In his afterword to Richard Wright’s novel Rite of Passage (begun in 1945 but published in 1994), Arnold Rampersad illuminates Wright’s interest in the psychology of young African American males, an interest that has only achieved critical notice in Wright criticism relatively recently. Rampersad notes that Wright was part of an effort by the psychiatrist Dr. Louis Wertham to found the first psychiatric clinic in Harlem, and Wright was also interested in the work of the Wiltwyck school for Boys in the Catskills, which Wright was convinced was doing its best “to rehabilitate broken boys, emotionally smashed boys who need a chance” (136). According to Rampersad, this school is “directly in the background” of Rite of Passage: Wright went so far as to discuss his novel with “a black social psychiatric caseworker at Wiltwyck, who visited Wright at his home and facilitated Wright’s visit to the school” (133, 135). Wright was fascinated with “‘the whole psychology of anger,’ which he called ‘a terribly complex thing [that] ought to be gone into more closely’ “ (141). While in his journals Wright speculated that mother-son relationships and Oedipal fixations might be the cause of rampant African American “juvenile delinquency,”1 he was also interested in the Jim Crow-era stereotype of the black male rapist (a deadly inversion of the original trauma, the rape and castration of Africa), and in what I call the “primal scene”2 of lynching.
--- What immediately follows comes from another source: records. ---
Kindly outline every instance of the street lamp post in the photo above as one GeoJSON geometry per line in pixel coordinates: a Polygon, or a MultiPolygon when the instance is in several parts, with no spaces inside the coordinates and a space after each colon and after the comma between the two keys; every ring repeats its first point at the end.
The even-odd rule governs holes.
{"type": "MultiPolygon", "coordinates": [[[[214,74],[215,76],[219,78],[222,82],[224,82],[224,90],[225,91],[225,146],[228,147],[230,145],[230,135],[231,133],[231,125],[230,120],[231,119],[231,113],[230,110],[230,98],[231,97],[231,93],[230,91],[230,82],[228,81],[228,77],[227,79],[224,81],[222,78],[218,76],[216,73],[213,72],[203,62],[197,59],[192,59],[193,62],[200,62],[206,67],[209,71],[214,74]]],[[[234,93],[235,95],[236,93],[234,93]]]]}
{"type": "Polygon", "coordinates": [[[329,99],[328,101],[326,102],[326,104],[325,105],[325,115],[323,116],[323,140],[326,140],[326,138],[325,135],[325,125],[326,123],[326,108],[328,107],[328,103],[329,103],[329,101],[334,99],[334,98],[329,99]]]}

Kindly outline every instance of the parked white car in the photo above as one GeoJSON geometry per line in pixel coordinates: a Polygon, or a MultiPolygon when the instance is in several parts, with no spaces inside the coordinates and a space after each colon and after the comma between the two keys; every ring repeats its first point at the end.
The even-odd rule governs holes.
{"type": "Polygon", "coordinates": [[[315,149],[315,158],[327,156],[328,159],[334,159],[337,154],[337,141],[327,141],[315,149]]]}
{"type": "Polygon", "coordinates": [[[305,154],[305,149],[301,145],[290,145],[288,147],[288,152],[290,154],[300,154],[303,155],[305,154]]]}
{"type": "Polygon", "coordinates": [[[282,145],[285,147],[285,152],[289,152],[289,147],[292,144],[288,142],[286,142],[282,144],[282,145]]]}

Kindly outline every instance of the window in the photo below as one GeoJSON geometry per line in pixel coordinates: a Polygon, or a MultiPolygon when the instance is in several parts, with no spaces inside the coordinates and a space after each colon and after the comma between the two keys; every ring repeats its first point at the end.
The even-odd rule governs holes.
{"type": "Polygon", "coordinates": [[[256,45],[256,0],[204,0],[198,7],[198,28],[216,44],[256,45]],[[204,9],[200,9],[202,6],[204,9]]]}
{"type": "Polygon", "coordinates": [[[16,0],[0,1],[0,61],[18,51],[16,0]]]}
And shucks, if them [World War II German soldiers] happen to come across a [Belgian] woman, … every soljer in the German army would pile her, and when they got through there wasn’t nothing left. … One soljer after another getting on one poor little woman, and she just laying there and can’t do nothing. And aint no policemen around to bother you … a soljer gets a chance to do a lot of things.

(Wright Lawd Today! 30)

Had [Bigger] raped [Mary]? Yes, he had raped her. Every time he felt as he had felt that night, he raped. But rape was not what one did to women. Rape was what one felt when one’s back was against a wall and one had to strike out, whether one wanted to or not, to keep the pack from killing one. He committed rape every time he looked into a white face. He was a long, taut piece of rubber which a thousand white hands had stretched to the snapping point, and when he snapped it was rape. But it was rape when he cried out in hate deep in his heart as he felt the strain of living day by day. That, too, was rape.

(Wright Native Son. 658)

As a paradigm for the human experience that governs history, then, traumatic disorder is indeed the apparent struggle to die. The postulation of a drive to death, which Freud ultimately introduces in Beyond the Pleasure Principle, would seem only to recognize the reality of the destructive force that the violence of history imposes on the human psyche, the formation of history as the endless repetition of previous violence.

(Caruth 63)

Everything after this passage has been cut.